Kaia Kater Tells Her Father's Story on 'Grenades' and Ended Up Finding Herself

Photo: Raez Argulla

BY Laura StanleyPublished Oct 26, 2018

On Boxing Day last year, Kaia Kater sat with her dad in his basement in Vancouver, turned on her audio recorder, and asked to hear his immigration story. Growing up, the Toronto-based singer-songwriter knew the overview of his move from Grenada to Canada in 1986, but it wasn't until recently that Kater wanted to know the whole story.
 
"With age, you start to look up and out and see your parents or your siblings as full human beings, rather than just older reflections of you," Kater tells Exclaim!
 
The conversation was the beginning of Kater's journey toward her fourth album, Grenades — the followup to her 2016 award-winning Nine Pin. "I kind of started on that path of trying to figure out what he had to say, first of all, and then what I could take from that and create a story," she explains.
 
Kater took her time crafting the story she would tell on Grenades. She moved to Toronto, she visited Grenada, and developed her songs through free and sense writing. Kater also made a few goals: she wanted this album, unlike her other releases, to be a collection of entirely original songs, and she didn't want it to be another, as Kater characterizes, "pseudo-Appalachian record."
 
To make her plan a reality, Kater teamed up with producer Erin Costelo. The resulting record sounds fuller than Kater's previous releases, and her once-predominant banjo is nestled among the warm tones of a backing band. When it came to hiring additional support, Kater and Costelo made a conscious decision to enlist more women, including guitarist Christine Bougie.
 
"I realized that on Nine Pin, I had accidentally hired all men. I think more and more, because of the conversations going on about how there needs to be gender parity at music festivals, I think it's also really important for artists to hire more women," Kater notes. "It just so happened that all the women that we hired are the best in the business."
 
The songs on Grenades touch on immigration, family, identity, love and finding the meaning of home. Snippets of Kater's dad speaking, taken from her recorded conversation with him, can be heard throughout Grenades, anchoring the album in moments that alter the course of Kater's family's history.

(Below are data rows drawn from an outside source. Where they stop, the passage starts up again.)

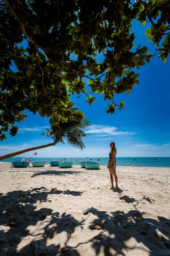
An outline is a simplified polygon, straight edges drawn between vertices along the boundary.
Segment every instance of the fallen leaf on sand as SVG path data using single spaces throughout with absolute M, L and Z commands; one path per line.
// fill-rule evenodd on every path
M 41 201 L 40 201 L 40 203 L 43 203 L 43 202 L 45 202 L 45 200 L 41 200 Z
M 56 189 L 51 189 L 50 190 L 51 191 L 55 191 L 55 190 L 57 190 Z
M 100 226 L 100 225 L 95 225 L 94 226 L 92 226 L 92 227 L 89 227 L 89 228 L 91 229 L 96 229 L 97 230 L 99 230 L 103 228 L 103 227 Z
M 61 250 L 62 253 L 67 253 L 71 249 L 71 247 L 68 246 L 68 247 L 60 247 L 60 250 Z
M 15 222 L 13 222 L 13 223 L 12 222 L 8 222 L 6 224 L 4 224 L 3 226 L 8 226 L 8 227 L 16 227 L 17 225 L 18 224 L 17 224 L 16 223 L 15 223 Z

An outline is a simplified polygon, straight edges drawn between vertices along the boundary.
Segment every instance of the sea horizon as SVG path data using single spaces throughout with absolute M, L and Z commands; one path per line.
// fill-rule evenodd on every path
M 2 160 L 0 163 L 10 163 L 13 161 L 21 160 L 24 157 L 14 157 Z M 30 157 L 26 157 L 26 160 L 28 160 Z M 45 162 L 46 164 L 50 163 L 52 160 L 60 161 L 61 157 L 32 157 L 31 162 Z M 144 167 L 170 167 L 170 157 L 117 157 L 117 166 L 133 166 Z M 87 160 L 98 162 L 101 166 L 107 166 L 108 164 L 108 157 L 62 157 L 62 161 L 72 161 L 74 165 L 79 165 L 80 162 Z

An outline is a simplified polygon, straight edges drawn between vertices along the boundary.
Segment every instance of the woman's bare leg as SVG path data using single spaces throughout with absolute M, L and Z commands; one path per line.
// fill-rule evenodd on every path
M 113 186 L 113 169 L 110 169 L 110 168 L 109 168 L 109 172 L 110 172 L 110 181 L 111 181 L 111 184 L 112 185 L 111 187 L 114 188 L 114 186 Z
M 114 178 L 115 179 L 116 187 L 116 188 L 118 188 L 118 185 L 117 185 L 118 178 L 117 178 L 117 176 L 116 175 L 116 169 L 113 169 L 113 175 L 114 175 Z

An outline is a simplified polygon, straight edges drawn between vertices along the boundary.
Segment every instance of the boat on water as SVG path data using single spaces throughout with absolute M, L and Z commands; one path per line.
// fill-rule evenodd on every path
M 51 166 L 60 166 L 59 161 L 51 161 L 50 162 L 50 164 Z
M 89 161 L 88 161 L 87 162 L 81 162 L 80 163 L 81 163 L 81 166 L 82 166 L 82 168 L 85 168 L 85 163 L 95 163 L 95 162 L 91 162 Z
M 43 167 L 45 162 L 32 162 L 32 165 L 34 167 Z
M 70 168 L 73 166 L 72 162 L 60 162 L 59 165 L 62 168 Z
M 100 166 L 99 163 L 85 163 L 85 167 L 86 169 L 97 170 L 99 169 Z
M 14 167 L 17 168 L 26 168 L 30 164 L 29 162 L 23 162 L 21 161 L 14 161 L 11 163 Z

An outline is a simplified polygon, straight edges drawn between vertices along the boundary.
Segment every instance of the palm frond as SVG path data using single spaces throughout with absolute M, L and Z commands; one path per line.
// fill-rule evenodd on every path
M 44 132 L 42 133 L 42 135 L 45 137 L 50 137 L 50 134 L 49 132 Z
M 74 148 L 79 148 L 81 150 L 83 150 L 85 148 L 82 140 L 81 138 L 78 138 L 75 137 L 74 135 L 72 137 L 69 137 L 67 138 L 67 141 L 68 143 Z
M 68 103 L 67 108 L 70 109 L 74 113 L 79 111 L 74 107 L 75 104 L 72 102 Z M 50 119 L 49 121 L 50 129 L 47 129 L 48 132 L 42 134 L 46 137 L 50 137 L 54 142 L 60 142 L 65 144 L 63 137 L 67 138 L 67 142 L 71 146 L 82 150 L 85 146 L 82 142 L 82 138 L 85 136 L 85 130 L 91 125 L 90 122 L 86 119 L 82 121 L 76 121 L 70 118 L 67 122 L 59 122 L 56 124 L 54 117 Z

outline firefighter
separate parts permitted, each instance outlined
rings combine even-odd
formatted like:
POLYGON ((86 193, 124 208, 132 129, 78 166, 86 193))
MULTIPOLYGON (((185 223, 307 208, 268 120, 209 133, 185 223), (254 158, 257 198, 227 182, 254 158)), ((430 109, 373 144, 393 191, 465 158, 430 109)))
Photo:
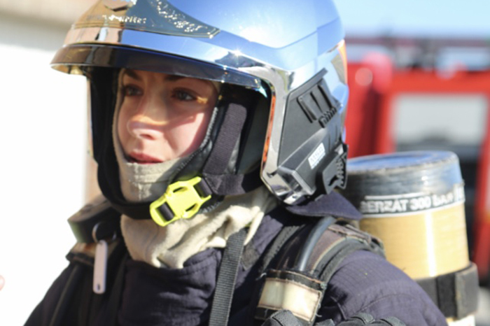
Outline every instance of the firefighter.
POLYGON ((332 1, 96 3, 52 66, 88 78, 104 198, 26 325, 445 325, 332 191, 343 33, 332 1))

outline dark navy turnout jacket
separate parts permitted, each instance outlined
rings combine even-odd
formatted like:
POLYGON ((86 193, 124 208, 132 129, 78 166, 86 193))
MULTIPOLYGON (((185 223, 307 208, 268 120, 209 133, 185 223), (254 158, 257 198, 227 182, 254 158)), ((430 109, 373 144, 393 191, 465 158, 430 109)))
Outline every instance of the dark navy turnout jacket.
MULTIPOLYGON (((307 210, 310 216, 328 213, 359 218, 340 195, 329 197, 330 200, 316 206, 298 206, 289 211, 279 206, 264 217, 244 250, 228 325, 257 325, 253 319, 257 303, 255 289, 262 281, 258 275, 261 256, 285 226, 317 220, 312 217, 300 218, 298 215, 301 215, 302 210, 307 210)), ((26 325, 49 325, 64 295, 71 299, 66 299, 64 307, 62 325, 106 326, 108 315, 114 315, 109 319, 121 326, 208 325, 222 255, 221 249, 206 250, 190 257, 181 269, 157 269, 127 259, 118 269, 119 274, 118 271, 109 270, 107 276, 109 283, 112 278, 122 278, 122 286, 109 288, 104 295, 92 292, 92 269, 86 268, 74 293, 66 296, 65 283, 76 268, 72 261, 32 312, 26 325), (109 299, 111 295, 116 296, 116 299, 109 299)), ((337 323, 360 312, 370 313, 377 319, 395 316, 408 326, 446 325, 442 314, 414 281, 382 257, 361 250, 350 254, 337 269, 328 283, 316 320, 332 318, 337 323)))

Through her understanding of this history, Kater gained a better understanding of herself.
 
"I think I was looking to Grenada as being this Mecca. This is the place where my family is, where I have roots, and so I went back fully expecting that to be the experience, and half expecting, probably pretty naively, to live there forever basically. When I got there, I realized that I was so Canadian! Like my accent is Canadian and I just have so many cultural imprints of Canada. It was a really revelatory thing, and it made me way more accepting of who I am and how I grew up. I think it made it okay to not have one place that completely defines who you are. To have multiple places that influence you.
 
"I have processed a lot of things and definitely feel stronger for it," she adds. "I think it needed to happen."
 
Grenades is out now on Acronym Records.